Sans pour autant être mauvais, d’ailleurs le film est parfois très drôle, j’ai eu le sentiment d’être submergé par les (trop) nombreuses références et de ne plus savoir quoi regarder. Les bonnes idées en fin de compte se retrouvent souvent noyées dans un ensemble lourdingue et juste passablement intéressant, dans un univers sans queue ni tête où on se demande à plusieurs reprises quel est le véritable but de ce qui se passe à l’écran. Autant La Grande Aventure Lego parvenait à utiliser de manière ingénieuse toutes les références sur lesquelles le film était bâtit, autant là je n’ai aucune idée de ce que le réalisateur Chris McKay et son scénariste Seth Grahame-Smith ont bien voulu faire.
Never Gonna Give You Up
Malgré tout Lego Batman reste un film plutôt sympathique à voir. Si on arrive à passer outre cette impression de « trop plein » alors il garde certaines qualités. Similaire à son prédécesseur dans sa construction, le film nous embarque dans une aventure un peu improbable pleine de scènes loufoques qui décrochent forcément quelques sourires aux spectateurs. Le personnage du Batman est savoureux et représente probablement la meilleure parodie d’un héros habituellement très sombre. Toutefois et pour ceux qui n’auront pas la chance de pouvoir assister à une séance en version originale, il faut composer avec des voix françaises dont on pourrait bien se passer. Notamment du côté des sidekicks avec au choix un acteur de série télé, des footballeurs, des youtubeurs ou un animateur télé qui se prend depuis des années pour un historien. Ces choix réalisés par le distributeur français laissent à désirer et on ne rappellera jamais assez que le doublage est un métier. L’univers DC peut se targuer d’avoir en France d’excellents doubleurs pour ses dessins animés, alors il est parfaitement stupide d’aller chercher des personnes inexpérimentées pour interpréter ces personnages une fois qu’ils sont au cinéma.

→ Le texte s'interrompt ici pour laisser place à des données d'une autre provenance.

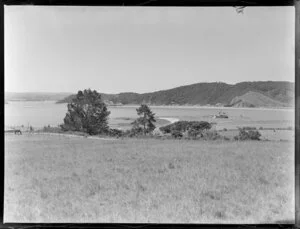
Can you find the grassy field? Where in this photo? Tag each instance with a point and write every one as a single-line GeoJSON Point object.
{"type": "Point", "coordinates": [63, 179]}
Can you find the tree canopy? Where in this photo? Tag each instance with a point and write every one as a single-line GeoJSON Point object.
{"type": "Point", "coordinates": [87, 113]}
{"type": "Point", "coordinates": [146, 119]}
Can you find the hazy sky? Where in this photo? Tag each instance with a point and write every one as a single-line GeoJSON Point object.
{"type": "Point", "coordinates": [118, 49]}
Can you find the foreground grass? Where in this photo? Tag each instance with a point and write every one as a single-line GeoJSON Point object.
{"type": "Point", "coordinates": [61, 179]}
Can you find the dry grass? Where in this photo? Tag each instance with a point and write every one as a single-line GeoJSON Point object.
{"type": "Point", "coordinates": [60, 179]}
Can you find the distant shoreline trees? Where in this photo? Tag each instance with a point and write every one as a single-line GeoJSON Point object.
{"type": "Point", "coordinates": [87, 113]}
{"type": "Point", "coordinates": [145, 123]}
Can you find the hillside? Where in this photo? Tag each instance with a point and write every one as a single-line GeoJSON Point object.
{"type": "Point", "coordinates": [263, 94]}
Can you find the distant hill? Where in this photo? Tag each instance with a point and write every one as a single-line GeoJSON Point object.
{"type": "Point", "coordinates": [245, 94]}
{"type": "Point", "coordinates": [35, 96]}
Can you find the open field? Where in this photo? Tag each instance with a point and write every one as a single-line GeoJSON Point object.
{"type": "Point", "coordinates": [62, 179]}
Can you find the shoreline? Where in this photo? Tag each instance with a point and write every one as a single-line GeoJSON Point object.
{"type": "Point", "coordinates": [165, 106]}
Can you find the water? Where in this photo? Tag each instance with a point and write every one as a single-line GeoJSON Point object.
{"type": "Point", "coordinates": [39, 114]}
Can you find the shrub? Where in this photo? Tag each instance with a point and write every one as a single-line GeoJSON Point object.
{"type": "Point", "coordinates": [248, 135]}
{"type": "Point", "coordinates": [87, 113]}
{"type": "Point", "coordinates": [183, 126]}
{"type": "Point", "coordinates": [194, 133]}
{"type": "Point", "coordinates": [115, 133]}
{"type": "Point", "coordinates": [176, 134]}
{"type": "Point", "coordinates": [211, 135]}
{"type": "Point", "coordinates": [146, 119]}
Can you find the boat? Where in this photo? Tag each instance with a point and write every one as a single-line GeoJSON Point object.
{"type": "Point", "coordinates": [221, 115]}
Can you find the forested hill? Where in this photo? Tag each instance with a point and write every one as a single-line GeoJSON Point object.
{"type": "Point", "coordinates": [244, 94]}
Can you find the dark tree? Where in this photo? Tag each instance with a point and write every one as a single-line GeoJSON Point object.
{"type": "Point", "coordinates": [145, 120]}
{"type": "Point", "coordinates": [87, 113]}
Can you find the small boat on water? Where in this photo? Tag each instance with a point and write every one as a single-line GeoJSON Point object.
{"type": "Point", "coordinates": [221, 115]}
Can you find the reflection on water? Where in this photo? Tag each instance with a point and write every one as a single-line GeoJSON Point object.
{"type": "Point", "coordinates": [39, 114]}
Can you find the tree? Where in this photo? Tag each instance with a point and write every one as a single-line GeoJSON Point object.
{"type": "Point", "coordinates": [87, 113]}
{"type": "Point", "coordinates": [145, 120]}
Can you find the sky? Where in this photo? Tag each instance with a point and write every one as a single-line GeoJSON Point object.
{"type": "Point", "coordinates": [144, 49]}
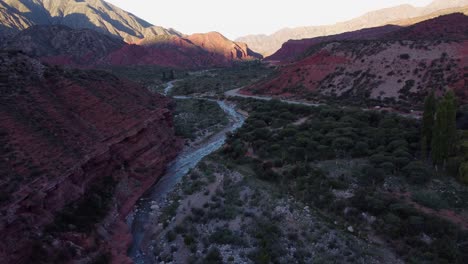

Le film se révèle donc un peu décevant. Loin de la qualité de La Grande Aventure Lego, il en fait souvent trop comme pour cacher un manque d’idée sur le fond : les références sont parfois drôles oui, mais dénuées de contexte elles perdent souvent leur saveur et le film ne devient qu’une longue liste où le réalisateur s’applique à cocher toutes les œuvres de pop culture qu’il a en tête. C’est dommage, ce qui aurait pu être excellent ne propose au final qu’un moment sympathique à un spectateur amateur de super héros.